Aside from the inertia and mechanics of allowing contributions to Eucalyptus, the project also has a few other hurdles to community involvement. Specifically, the fact that Eucalyptus is not 100% open source and its copyright assignment policy.

The fact that Eucalyptus is “open core” is not only a philosophical problem, it’s also a logistical one. Right now, DeKoenigsberg says that it’s not “crystal clear” what is and what’s not open source. The goal is to make that completely clear, and DeKoenigsberg says the plan for Eucalyptus 3 is to split the handful of proprietary modules out so that it’s easier for developers to work on the core of Eucalyptus.

Here’s the thing, we came to Linux because we wanted the fight. Cloud is the cool new thing, the great free software fight […] Linux won. So, you know the next big fight is cloud. Keeping the cloud open.

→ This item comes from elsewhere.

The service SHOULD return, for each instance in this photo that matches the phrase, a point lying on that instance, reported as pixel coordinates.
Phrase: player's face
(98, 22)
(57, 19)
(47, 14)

For example, Windows Guest OS support isn’t in the open source release currently. That’s sort of a major feature to be missing from the open source release and hoping to get buy-in from the larger community. That’s moving to open source in Eucalyptus 3, though. With Eucalyptus 3, some new features and old features will continue to be held back for paying customers, though. For instance, converting VMware images, VMware hypervisor support and SAN adapters for elastic block storage (EBS) and NetApp.

But a bigger problem may be the copyright assignment policy. Copyright assignment tends to be a touchy subject with many developers. DeKoenigsberg says that the copyright assignment may have led to the loss of contributions and “when the time is right, we’ll be sitting down and talking about it in more detail. I haven’t taken a hard position on that, I haven’t had an opportunity to talk to everyone involved. My preference is for a more typical agreement that doesn’t assign copyright.”

The Next Linux?

A fair number of folks from companies like Red Hat and Novell are migrating to jobs with companies like Eucalyptus, Rackspace, or Amazon to work on cloud projects. I asked DeKoenigsberg why that might be. According to DeKoenigsberg, “that’s where the interesting fights are. Here’s the thing, we came to Linux because we wanted the fight. Cloud is the cool new thing, the great free software fight […] Linux won. So, you know the next big fight is cloud. Keeping the cloud open. It’s just where the opportunities are, you know?”

Building community is not an easy task, and it’s made much more difficult when a company tries to encourage contributors after processes are in place. It’s also difficult around single-vendor projects where one company makes most of the decisions. It will be interesting to see how far Eucalyptus succeeds in getting contributors outside its own walls.